Sick leave and job security

In some cases, where an employee is off of work for an extended amount of time, employers are required to hold the role. But for how long?

“At common law, where an employee can no longer provide the service for which they were contracted to an employer, that employment may be deemed ‘frustrated’, which results in the end of the contract with payment only of the employees’ entitlements under the Ontario Employment Standards Act,” Lorenzo Lisi, Partner at Aird & Berlis, told HRD.

“However, this common law right of an employer to simply end employment to an employee who cannot return to work is significantly curtailed by the Ontario Human Rights Code (the “Code”) which provides that an employer is required to accommodate a disabled employee unless the employees’ needs cannot be accommodated without undue hardship on the employer considering the cost, outside sources of funding, if any, and health and safety requirements, if any.”

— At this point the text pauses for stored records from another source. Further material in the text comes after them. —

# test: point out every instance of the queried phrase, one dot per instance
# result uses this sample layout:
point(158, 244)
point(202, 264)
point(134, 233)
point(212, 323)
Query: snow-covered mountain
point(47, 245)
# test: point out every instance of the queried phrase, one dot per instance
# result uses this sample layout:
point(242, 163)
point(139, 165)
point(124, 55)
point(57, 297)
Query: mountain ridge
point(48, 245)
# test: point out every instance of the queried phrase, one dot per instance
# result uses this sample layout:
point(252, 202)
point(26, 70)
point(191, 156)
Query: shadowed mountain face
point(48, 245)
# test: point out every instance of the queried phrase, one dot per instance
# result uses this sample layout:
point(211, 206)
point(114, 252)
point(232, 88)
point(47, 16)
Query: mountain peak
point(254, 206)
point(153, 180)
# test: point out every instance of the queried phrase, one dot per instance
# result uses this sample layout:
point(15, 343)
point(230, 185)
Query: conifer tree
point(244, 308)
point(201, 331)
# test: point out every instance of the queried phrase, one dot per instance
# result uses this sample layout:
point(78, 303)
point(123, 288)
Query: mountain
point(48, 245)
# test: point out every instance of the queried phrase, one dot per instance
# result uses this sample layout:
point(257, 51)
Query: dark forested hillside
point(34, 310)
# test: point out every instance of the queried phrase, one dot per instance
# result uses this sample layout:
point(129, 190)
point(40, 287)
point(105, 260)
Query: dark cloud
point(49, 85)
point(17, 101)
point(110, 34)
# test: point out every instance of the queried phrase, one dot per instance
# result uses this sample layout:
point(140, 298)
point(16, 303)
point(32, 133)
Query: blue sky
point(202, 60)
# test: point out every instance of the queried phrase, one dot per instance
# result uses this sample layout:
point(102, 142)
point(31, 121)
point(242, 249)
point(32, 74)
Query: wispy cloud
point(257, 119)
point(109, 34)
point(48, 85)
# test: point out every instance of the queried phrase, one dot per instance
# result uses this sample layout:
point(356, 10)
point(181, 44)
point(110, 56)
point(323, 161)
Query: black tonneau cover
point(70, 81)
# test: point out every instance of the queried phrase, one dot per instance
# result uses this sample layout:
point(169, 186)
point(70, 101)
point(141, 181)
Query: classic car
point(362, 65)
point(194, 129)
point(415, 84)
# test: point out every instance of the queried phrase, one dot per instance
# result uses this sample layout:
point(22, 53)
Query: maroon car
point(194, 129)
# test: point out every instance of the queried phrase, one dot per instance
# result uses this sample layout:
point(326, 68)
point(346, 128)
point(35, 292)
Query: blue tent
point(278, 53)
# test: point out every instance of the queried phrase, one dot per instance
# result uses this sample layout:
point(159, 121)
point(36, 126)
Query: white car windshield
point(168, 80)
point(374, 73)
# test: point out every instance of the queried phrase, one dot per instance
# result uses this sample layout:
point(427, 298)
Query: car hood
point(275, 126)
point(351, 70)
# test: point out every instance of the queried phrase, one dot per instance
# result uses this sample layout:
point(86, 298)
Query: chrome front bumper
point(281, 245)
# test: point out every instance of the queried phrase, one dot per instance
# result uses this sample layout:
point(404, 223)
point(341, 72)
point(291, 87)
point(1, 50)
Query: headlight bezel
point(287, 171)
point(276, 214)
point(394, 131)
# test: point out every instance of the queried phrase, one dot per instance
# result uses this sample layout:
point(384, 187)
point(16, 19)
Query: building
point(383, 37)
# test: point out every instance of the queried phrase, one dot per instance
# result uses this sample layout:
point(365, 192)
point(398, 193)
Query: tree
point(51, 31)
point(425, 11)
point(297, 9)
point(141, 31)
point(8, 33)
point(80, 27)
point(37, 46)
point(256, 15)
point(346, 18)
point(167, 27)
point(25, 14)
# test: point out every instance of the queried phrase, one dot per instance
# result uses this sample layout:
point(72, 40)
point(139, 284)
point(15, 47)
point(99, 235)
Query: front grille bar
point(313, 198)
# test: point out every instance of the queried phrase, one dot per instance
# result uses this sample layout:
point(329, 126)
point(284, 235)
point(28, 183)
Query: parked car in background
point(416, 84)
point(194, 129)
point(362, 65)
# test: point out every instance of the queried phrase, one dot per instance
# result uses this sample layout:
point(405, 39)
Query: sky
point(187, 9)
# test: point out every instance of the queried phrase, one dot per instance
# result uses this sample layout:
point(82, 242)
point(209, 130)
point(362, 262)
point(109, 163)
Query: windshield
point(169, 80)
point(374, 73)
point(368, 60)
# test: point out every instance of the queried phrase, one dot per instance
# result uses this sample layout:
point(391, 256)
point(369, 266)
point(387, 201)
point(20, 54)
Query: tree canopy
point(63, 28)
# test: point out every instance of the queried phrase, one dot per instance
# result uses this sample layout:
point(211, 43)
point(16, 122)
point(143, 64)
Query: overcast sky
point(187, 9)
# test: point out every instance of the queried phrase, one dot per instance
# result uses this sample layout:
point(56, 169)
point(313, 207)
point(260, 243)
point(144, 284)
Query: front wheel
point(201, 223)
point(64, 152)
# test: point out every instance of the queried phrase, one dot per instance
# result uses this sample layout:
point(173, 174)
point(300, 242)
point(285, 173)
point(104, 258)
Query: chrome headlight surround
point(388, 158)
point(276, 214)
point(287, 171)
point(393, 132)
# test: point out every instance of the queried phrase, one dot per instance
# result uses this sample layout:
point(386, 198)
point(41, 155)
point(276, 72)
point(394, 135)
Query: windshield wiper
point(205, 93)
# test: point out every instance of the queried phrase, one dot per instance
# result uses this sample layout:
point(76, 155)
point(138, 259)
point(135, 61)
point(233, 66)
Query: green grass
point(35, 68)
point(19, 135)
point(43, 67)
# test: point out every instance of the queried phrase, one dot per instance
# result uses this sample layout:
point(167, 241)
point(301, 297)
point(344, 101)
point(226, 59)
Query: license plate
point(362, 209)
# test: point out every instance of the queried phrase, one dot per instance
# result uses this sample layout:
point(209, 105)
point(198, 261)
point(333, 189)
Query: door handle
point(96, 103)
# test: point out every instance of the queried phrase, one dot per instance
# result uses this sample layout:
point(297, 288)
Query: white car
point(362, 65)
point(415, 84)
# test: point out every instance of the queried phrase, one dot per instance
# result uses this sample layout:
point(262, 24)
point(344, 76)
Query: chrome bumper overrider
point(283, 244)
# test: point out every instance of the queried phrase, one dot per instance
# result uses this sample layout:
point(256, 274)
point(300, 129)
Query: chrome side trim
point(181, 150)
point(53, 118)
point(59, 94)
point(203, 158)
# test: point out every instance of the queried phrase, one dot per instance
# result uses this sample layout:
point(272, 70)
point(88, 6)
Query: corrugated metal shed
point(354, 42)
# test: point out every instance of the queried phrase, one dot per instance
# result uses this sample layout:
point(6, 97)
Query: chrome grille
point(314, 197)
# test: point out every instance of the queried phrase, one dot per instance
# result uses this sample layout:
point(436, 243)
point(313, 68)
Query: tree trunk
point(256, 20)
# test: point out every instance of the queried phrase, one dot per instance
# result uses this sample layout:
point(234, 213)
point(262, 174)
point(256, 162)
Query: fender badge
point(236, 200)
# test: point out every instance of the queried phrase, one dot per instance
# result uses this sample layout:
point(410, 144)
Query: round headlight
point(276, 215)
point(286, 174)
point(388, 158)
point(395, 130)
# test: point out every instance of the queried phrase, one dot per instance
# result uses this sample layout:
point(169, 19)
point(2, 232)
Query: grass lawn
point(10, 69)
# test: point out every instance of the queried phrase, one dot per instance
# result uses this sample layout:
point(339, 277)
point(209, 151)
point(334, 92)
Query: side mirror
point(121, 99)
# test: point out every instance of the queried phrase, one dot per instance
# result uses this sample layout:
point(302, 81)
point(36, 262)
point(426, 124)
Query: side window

Read more: The real reason your employees quit

Solving the productivity puzzle

With winter on the approach, colds and flus seem to spread like wildfire. Employees are naturally more likely to request time off – meaning morale and productivity often takes a hit. So how can leaders ensure their people stay focused without burning out?

“The emphasis must be on putting people first,” Dr. Jarik Conrad, VP of the human insights and HCM Advisory team at UKG, told HRD. “HR Leaders must step back and consider the big picture to understand why people are getting sick in the first place and initiate evidence-based interventions that tackle the root cause. Solid wellness programs can have an impact, as well. In a recent UnitedHealthcare study, over half of the employees said that wellness programming helped their productivity level and a third said that it decreased their sick days.

“Moreover, there must be some intentionality around the importance of teamwork across a distributed workforce. Of course, technology can be critical in enabling collaboration at scale, which also increases productivity.”